SİYASİ PARTİLER HALKA HİZMET ARACINA DÖNÜŞMELİ AMA NASIL? - 1

Gündem

11 Ağustos 2023

0

;

12 Eylül 1980 darbesi ile kanunlaşan ve partilerin 43 yıldır bile isteye kaldır/a/madığı siyasi partiler yasası, partilerin kendi kızıl elmasını pazara sunan, küçük birer cemaat, oligarşik yapı, menfaat dağıtım organizasyonu hâline bürünmesine yol açmış, halka hizmet odaklı siyasetinin yapılmasını zorlaştırır hâle getirmiştir.

-          Güçlü Lider

-          Liderin atadığı ve kendisine sadakatle bağlı parti yönetimi

-          Parti yöneticilerinin taşrada eli, ayağı olan ve onlara yakın duran İl Başkanı ya da milletvekilleri

-          Gücünü bu insanlara yakınlıktan alan taşra siyasetçileri

-          Memleket meselesi yerine kendi işini çözmek umudu ile bu taşra siyasetçilerinden medet umanlar.

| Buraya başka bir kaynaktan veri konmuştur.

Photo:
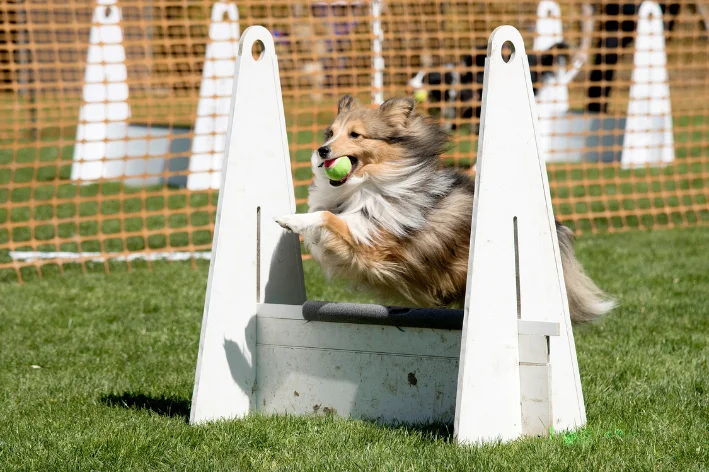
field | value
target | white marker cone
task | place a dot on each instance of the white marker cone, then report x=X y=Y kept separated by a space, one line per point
x=103 y=119
x=553 y=96
x=214 y=98
x=648 y=130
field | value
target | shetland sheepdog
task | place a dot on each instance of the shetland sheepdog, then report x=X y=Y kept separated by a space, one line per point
x=398 y=223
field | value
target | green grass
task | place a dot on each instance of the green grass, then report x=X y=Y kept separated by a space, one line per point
x=116 y=356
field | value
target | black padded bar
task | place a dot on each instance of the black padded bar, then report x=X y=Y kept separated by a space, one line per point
x=358 y=313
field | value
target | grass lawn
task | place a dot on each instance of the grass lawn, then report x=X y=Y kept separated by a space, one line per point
x=96 y=373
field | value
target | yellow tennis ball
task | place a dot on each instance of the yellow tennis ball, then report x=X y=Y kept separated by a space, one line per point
x=338 y=169
x=420 y=95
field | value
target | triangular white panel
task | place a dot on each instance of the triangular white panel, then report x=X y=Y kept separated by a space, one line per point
x=214 y=98
x=103 y=118
x=513 y=226
x=648 y=130
x=253 y=259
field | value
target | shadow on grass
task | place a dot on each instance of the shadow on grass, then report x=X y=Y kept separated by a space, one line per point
x=434 y=431
x=172 y=407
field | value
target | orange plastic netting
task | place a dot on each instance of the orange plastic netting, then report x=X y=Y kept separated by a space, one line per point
x=137 y=199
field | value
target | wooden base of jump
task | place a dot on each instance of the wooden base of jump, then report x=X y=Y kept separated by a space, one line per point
x=503 y=367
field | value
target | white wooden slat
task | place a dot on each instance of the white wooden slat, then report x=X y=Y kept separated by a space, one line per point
x=250 y=264
x=533 y=349
x=536 y=405
x=512 y=194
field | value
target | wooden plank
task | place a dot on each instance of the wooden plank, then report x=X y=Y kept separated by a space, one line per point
x=356 y=384
x=253 y=260
x=536 y=404
x=542 y=328
x=533 y=349
x=357 y=337
x=514 y=257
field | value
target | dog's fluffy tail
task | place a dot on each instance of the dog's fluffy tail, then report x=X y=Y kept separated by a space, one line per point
x=586 y=301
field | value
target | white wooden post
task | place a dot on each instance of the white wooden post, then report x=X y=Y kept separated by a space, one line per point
x=101 y=134
x=377 y=58
x=253 y=260
x=214 y=98
x=515 y=267
x=648 y=131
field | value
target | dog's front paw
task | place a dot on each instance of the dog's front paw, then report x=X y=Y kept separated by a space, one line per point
x=299 y=223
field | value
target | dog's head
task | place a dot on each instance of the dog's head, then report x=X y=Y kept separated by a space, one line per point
x=379 y=142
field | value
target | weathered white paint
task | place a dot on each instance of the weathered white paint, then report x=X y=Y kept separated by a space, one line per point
x=648 y=133
x=374 y=372
x=511 y=182
x=256 y=185
x=101 y=134
x=257 y=352
x=214 y=98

Bu yapının kendisi siyasetçinin gücünü halktan, tabandan değil de yukarıdan, partiden almasını gerekli kılıyor.

SİYASİ PARTİLERİN ARADIĞI İDEAL SİYASETÇİ TİPİ

- Sorun çıkarmayan, sorgulamadan vazifesini yapan, kendileri ile uyumlu, sâdık,

- Partisinin ilke ve hedeflerini, davasını, kızıl elmasını, partinin büyümesini, siyasetinin anlamı ve amacı haline getirmiş, partiye üye, ‘asker’, gençlik, kazandırmayı daha çok önceleyen.

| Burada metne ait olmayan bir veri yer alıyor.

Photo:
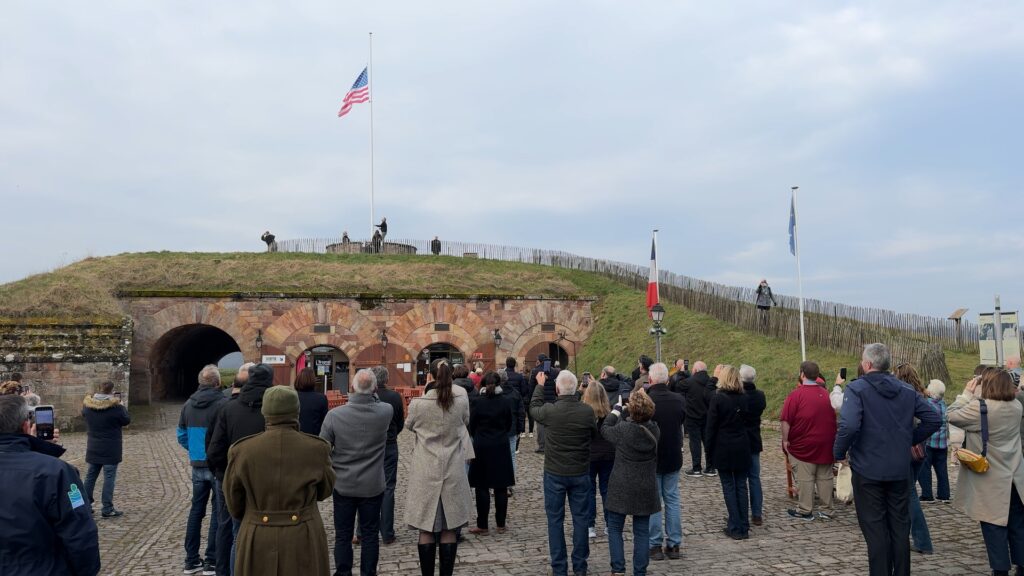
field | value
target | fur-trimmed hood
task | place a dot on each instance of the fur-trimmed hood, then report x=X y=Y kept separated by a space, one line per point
x=99 y=403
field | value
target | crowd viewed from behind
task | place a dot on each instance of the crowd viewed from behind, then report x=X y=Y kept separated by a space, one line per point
x=263 y=455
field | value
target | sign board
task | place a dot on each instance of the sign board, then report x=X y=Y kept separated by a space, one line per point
x=986 y=336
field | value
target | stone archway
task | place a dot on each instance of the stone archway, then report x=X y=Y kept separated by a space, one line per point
x=177 y=357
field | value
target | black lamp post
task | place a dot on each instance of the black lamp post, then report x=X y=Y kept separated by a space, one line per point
x=657 y=315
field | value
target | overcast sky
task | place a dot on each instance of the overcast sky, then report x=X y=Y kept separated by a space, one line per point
x=128 y=126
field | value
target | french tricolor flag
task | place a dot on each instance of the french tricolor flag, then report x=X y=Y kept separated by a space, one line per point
x=652 y=295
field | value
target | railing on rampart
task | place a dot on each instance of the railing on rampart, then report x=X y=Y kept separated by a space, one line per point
x=839 y=327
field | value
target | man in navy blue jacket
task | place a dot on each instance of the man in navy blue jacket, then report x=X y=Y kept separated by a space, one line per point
x=877 y=428
x=197 y=418
x=48 y=529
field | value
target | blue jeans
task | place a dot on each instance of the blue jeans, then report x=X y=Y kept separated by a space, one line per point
x=390 y=478
x=600 y=471
x=345 y=508
x=203 y=483
x=734 y=490
x=935 y=458
x=919 y=527
x=641 y=553
x=1005 y=544
x=668 y=487
x=110 y=480
x=577 y=489
x=754 y=484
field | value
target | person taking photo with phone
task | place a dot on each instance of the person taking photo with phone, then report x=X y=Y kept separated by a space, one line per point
x=104 y=416
x=50 y=530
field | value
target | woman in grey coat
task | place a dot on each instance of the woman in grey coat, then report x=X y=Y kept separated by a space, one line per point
x=438 y=497
x=632 y=488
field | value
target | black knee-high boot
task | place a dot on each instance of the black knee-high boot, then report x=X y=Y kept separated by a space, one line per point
x=448 y=552
x=427 y=554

- Ulaşılan kamu makam ve mevkilerinin imkânlarını ‘BİZİMKİLER-DAVA-KIZILELMA‘ için seferber etmekten çekinmeyen.

- ‘Acırsan acınacak hâle düşersin’ , ‘ Bizimkiler ve onlar’ , ‘ Bizimkiler bir yere gelmesin de ötekiler mi gelsin?’ , ‘ Ya benimlesin ya karşımdasın!’, ‘ Kol kırılır, yen içinde kalır.’ gibi kabulleri olan.

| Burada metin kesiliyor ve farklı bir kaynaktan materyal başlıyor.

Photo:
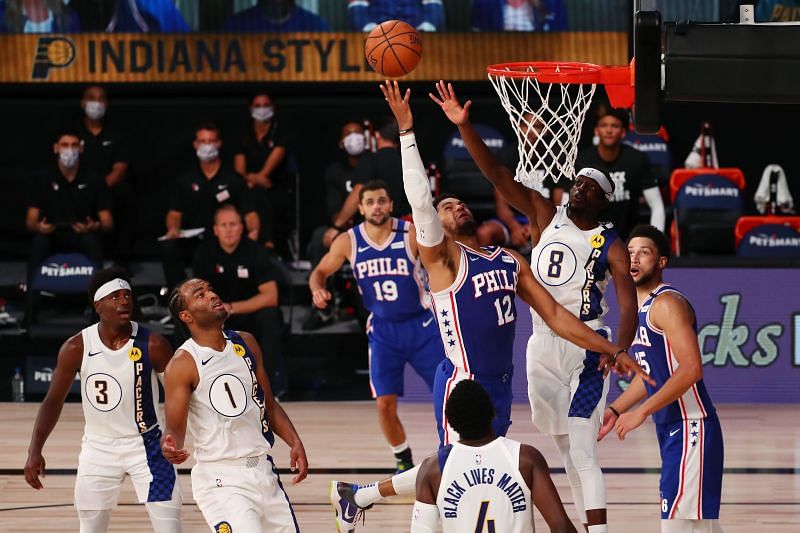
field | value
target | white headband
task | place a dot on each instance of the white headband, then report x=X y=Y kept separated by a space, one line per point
x=108 y=287
x=599 y=178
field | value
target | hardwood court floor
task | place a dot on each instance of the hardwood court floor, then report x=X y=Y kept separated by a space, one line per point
x=761 y=486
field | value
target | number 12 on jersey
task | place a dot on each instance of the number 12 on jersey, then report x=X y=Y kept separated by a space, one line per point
x=505 y=310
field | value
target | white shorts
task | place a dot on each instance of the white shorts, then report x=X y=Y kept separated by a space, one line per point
x=104 y=461
x=563 y=382
x=243 y=496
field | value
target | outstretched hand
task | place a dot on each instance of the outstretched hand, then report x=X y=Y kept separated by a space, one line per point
x=449 y=103
x=398 y=103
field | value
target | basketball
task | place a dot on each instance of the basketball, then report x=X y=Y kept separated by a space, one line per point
x=393 y=48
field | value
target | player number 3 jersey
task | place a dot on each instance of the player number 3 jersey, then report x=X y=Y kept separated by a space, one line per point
x=482 y=489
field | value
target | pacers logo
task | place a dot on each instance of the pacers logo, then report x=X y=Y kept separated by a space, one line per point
x=135 y=354
x=52 y=52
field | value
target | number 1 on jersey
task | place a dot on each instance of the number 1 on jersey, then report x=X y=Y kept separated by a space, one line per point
x=482 y=512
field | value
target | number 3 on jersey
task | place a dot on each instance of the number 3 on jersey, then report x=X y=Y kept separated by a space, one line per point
x=482 y=520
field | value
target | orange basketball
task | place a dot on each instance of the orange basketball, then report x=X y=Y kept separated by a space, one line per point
x=393 y=48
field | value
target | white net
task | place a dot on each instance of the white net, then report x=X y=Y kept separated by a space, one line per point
x=547 y=119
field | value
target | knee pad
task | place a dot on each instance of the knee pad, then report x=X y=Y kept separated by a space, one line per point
x=94 y=521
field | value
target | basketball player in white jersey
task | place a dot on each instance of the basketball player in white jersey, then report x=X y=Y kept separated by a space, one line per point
x=484 y=482
x=573 y=258
x=451 y=255
x=216 y=382
x=117 y=360
x=687 y=427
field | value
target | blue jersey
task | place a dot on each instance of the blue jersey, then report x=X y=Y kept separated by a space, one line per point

- Ehliyet ya da liyakatten ziyâde zaman ve maddiyat imkânı olan, düşünüp değer üretmek yerine, görev adamı olabilecek insanlar.

Siyasi Partiler bu taşra siyasetçilerini hem kendi partilerinin finansmanı hem de oligarşik parti yapısının tahkimi için istiyor.

*  *  *

MEŞHUR GENEL MERKEZ YAPILARI

Mevcut siyasi partiler, Anadoluda görev yapan partililerinden her türlü fedakârlığı ve kurşun asker gibi vazife yapmasını istiyor ama kendileri hiç umulmadık yüz seksen derece dönüşleri yapabiliyor, kitlelerini inandırdıkları şeylerin tam tersine inanır hâle getirebiliyor.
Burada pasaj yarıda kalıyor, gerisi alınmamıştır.